AMD EPYC offering is very simple and straightforward. Intel has few times more CPUs with multiple choices possible.
So for example, you can get a version of a CPU that can utilize 768GB or 1.5TB of RAM and there is a significant price difference. If there was just a single variant, it would have to be priced somewhere in the middle. I like this choice. :)
www.anandtech.com/show/11544/intel-skylake-ep-vs-amd-epyc-7000-cpu-battle-of-the-decade/22
Intel is acting like a 3 year old in the middle of a tantrum.
Or you can pay $400 and have a chip that supports 2TB of ram. I like this choice.
If there was a single variant.... you would still pay whatever intel charged you because you don't see the big picture.
And here we're not talking about this, but about the massive amoung of Xeon variants, aren't we?
Because the way I see it, Intel's pricing on this Xeon lineup shows their fairly confident about the performance, features or robustness of the platform.
We're seeing this in other segments. 7700K and R7 1700 are meant for gaming and they perform similarly in gaming.

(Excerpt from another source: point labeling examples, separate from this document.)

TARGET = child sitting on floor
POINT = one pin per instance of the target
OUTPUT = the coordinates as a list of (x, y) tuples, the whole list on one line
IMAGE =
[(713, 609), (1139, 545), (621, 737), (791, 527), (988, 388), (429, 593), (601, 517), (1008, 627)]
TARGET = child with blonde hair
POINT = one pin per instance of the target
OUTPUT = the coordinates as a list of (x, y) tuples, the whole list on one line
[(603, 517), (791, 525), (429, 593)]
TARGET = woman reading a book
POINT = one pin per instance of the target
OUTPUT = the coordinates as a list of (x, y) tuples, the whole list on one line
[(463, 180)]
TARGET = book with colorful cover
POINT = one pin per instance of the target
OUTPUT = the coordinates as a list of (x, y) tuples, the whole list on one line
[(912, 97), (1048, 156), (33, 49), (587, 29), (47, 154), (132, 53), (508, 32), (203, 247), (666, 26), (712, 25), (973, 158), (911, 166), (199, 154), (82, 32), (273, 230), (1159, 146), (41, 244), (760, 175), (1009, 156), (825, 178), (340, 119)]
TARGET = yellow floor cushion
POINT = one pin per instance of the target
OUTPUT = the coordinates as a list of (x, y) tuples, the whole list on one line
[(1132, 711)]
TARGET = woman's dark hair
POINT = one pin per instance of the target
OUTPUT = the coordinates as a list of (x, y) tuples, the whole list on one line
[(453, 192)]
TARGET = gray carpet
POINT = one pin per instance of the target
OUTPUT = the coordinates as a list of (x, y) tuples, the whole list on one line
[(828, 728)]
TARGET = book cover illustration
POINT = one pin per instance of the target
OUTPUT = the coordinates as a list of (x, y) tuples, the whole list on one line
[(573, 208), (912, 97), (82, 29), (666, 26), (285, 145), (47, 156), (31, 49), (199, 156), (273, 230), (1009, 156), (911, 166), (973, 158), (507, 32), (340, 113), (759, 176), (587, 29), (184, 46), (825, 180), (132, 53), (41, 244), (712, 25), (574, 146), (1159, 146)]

The price is similar and they both sell pretty well.
It seems to be the same with TR. Again, CPUs match pretty well in price vs performance in productivity tasks, but not in cores (since the single-core potential is significantly different). As we're used to by now, AMD is 10-20% cheaper in most cases.
Now we jump to the server segment and bang: Xeons are twice as expensive as correspponding EPYCs - at least when matched based on cores and early leaked performance (the difference in clocks is not very significant).
I assume Intel wants to keep the profits they are used to, so for me this looks like a bad sign for EPYC. There has to be some task this platform isn't very good at - something that would make Intel feel fairly safe. I don't think AVX-512 advantage is enough.
I think that it's great for consumers.
I recommend people to wait with build but somehow they hurry up to be early adopters.
There is chance to buy i9-7900X for i7-7820X price after Threadripper show up.
If they decide to buy Intel after Threadripper performance beat their processors with 8-10 and 12 cores.
This is about what you offer in the basic package at the price you ask for it, and whether it comes across as a good deal or a straight up rip-off where every basic thing is monetized in front of your eyes.
It is very easy to see what is an artificial limitation just to create price differentiation, and what is a realistic limitation because the silicon simply becomes more expensive to make. L3 cache, cores, that's realistic. Instruction sets? That's borderline criminal.